As the 2019 NFL season approaches, the Los Angeles Chargers look to be one of the top AFC contenders. Between an offense led by Philip Rivers, Melvin Gordon and Keenan Allen, and a defense led by Joey Bosa, Derwin James, and Melvin Ingram, this team (coming off a 12-4 season) suddenly has a fairly loaded roster. But that doesn’t mean that all the starters are in place – at least on defense, anyway. The secondary has a bit more competition than you might expect. So let’s take a look at the roster and speculate who we might see out there this year.
The Los Angeles Chargers Secondary Lineup
Chargers fans have to be pretty happy with what the safety lineup looks like now after the last few months. They got rid of Jahleel Addae, who had long been criticized for often missing tackles or taking poor defensive angles. And then they drafted Nasir Adderley in the second round, who may well be starting right away. Assuming that’s true, that means there are now three safeties that are capable starters on this team. There’s Derwin James, Adderley, and Adrian Phillips.
The interesting thing about this situation is that it’s still possible that all three of these players could play on the field at a given time.
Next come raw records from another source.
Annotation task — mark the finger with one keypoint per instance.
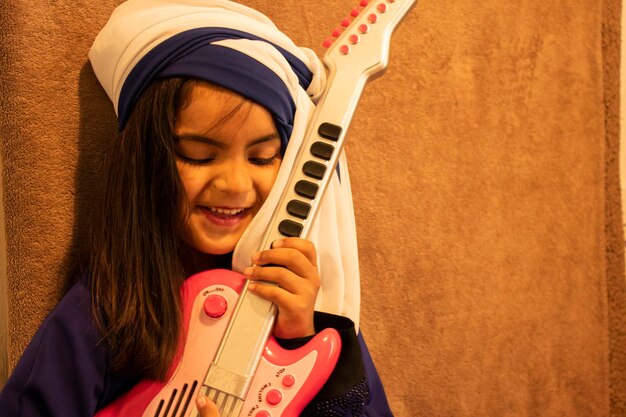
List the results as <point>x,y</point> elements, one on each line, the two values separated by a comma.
<point>206,407</point>
<point>277,295</point>
<point>303,245</point>
<point>285,278</point>
<point>290,258</point>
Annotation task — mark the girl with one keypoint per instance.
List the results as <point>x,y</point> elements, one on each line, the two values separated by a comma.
<point>212,102</point>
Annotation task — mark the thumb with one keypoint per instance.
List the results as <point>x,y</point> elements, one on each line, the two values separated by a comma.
<point>206,407</point>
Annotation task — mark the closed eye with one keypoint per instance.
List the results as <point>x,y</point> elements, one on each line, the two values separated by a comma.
<point>264,161</point>
<point>193,161</point>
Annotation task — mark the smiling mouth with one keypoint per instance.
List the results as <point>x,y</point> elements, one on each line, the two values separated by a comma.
<point>225,212</point>
<point>225,216</point>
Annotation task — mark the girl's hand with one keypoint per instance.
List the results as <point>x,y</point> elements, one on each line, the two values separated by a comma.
<point>206,407</point>
<point>298,283</point>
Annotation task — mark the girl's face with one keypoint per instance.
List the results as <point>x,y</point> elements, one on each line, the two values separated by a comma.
<point>228,155</point>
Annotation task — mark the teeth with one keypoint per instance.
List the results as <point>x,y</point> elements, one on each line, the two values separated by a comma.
<point>227,212</point>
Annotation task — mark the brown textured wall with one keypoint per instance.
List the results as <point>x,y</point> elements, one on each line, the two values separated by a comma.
<point>484,177</point>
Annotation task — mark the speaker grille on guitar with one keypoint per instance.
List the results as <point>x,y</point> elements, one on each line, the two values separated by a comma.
<point>178,402</point>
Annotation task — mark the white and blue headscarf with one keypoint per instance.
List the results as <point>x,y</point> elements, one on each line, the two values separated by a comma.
<point>239,48</point>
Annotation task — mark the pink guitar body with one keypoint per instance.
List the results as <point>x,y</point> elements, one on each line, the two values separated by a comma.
<point>285,380</point>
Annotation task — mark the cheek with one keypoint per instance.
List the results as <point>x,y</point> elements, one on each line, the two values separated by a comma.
<point>191,183</point>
Both James and Phillips can play in multiple places on the field. This applies more to James than to Phillips. But there’s more than one place for these guys to go. We’ve seen James do some blitzing, for one thing. But we’ve also seen both of these guys basically play linebacker positions, namely in that Wildcard game against the Baltimore Ravens. That may not be the way to go all the time. But one thing they could do is start James and Adderley out deep, and rotate Phillips in and out at other positions, or to give either of the other two a breather. Or they could simply start Phillips and Adderley, and let James be sort of a defensive everyman. As unorthodox as this sounds, he’s capable.
The cornerback situation is a little iffier. Specifically, the #2 cornerback spot opposite clear starter Casey Hayward may be the biggest issue with the team right now. First off, Jason Verrett is gone for good. Last year, they started with Trevor Williams at that spot and eventually went to Michael Davis instead after Williams got hurt. The odd thing is, Desmond King is better than both of them, but the Chargers seem determined to just have him play slot/nickel corner.
While Williams and Davis are capable of making plays, neither of them may be the best choice to play aggainst the #2 receiver opposite Hayward. Williams is a bit inconsistent; namely, in a game against the San Francisco 49ers last year, he made a critical interception but only after giving up multiple big plays. Davis is a separate issue. He’s come a long way since his rookie preseason where I thought he was one of the worst cornerbacks I’ve ever seen. And while he’s definitely better now, people who saw how he played in his early days may still be hesitant to let him be one of the top two corners on the team. The roster goes downhill after that, as Brandon Facyson and Jeff Richards are way too unproven.
It seems like the best decision would be to start King out there with Hayward and maybe let Davis play in the slot/nickel role and see how he does. But based on prior history, that seems unlikely. Between Williams and Davis, the latter might be the best option based upon his improved play. That may not stop fans who watched Davis play during the 2017 preseason or even regular season from feeling nervous.
Last Word on the Los Angeles Chargers Secondary
The Los Angeles Chargers secondary is an interesting position. The safety position is loaded right now. There’s two Pro Bowlers plus a second-rounder who may be ready to start right away. The cornerback position is a little more iffy. However, it seems like any issues there would be solved if they would let King play outside corner with Hayward. Still, with the rest of the secondary being in as good shape as it is, there is probably little to ultimately worry about for Chargers fans. The interesting thing is going to be watching who the starters end up being – both at safety and cornerback – since the lineup is not entirely as clear-cut as one might think.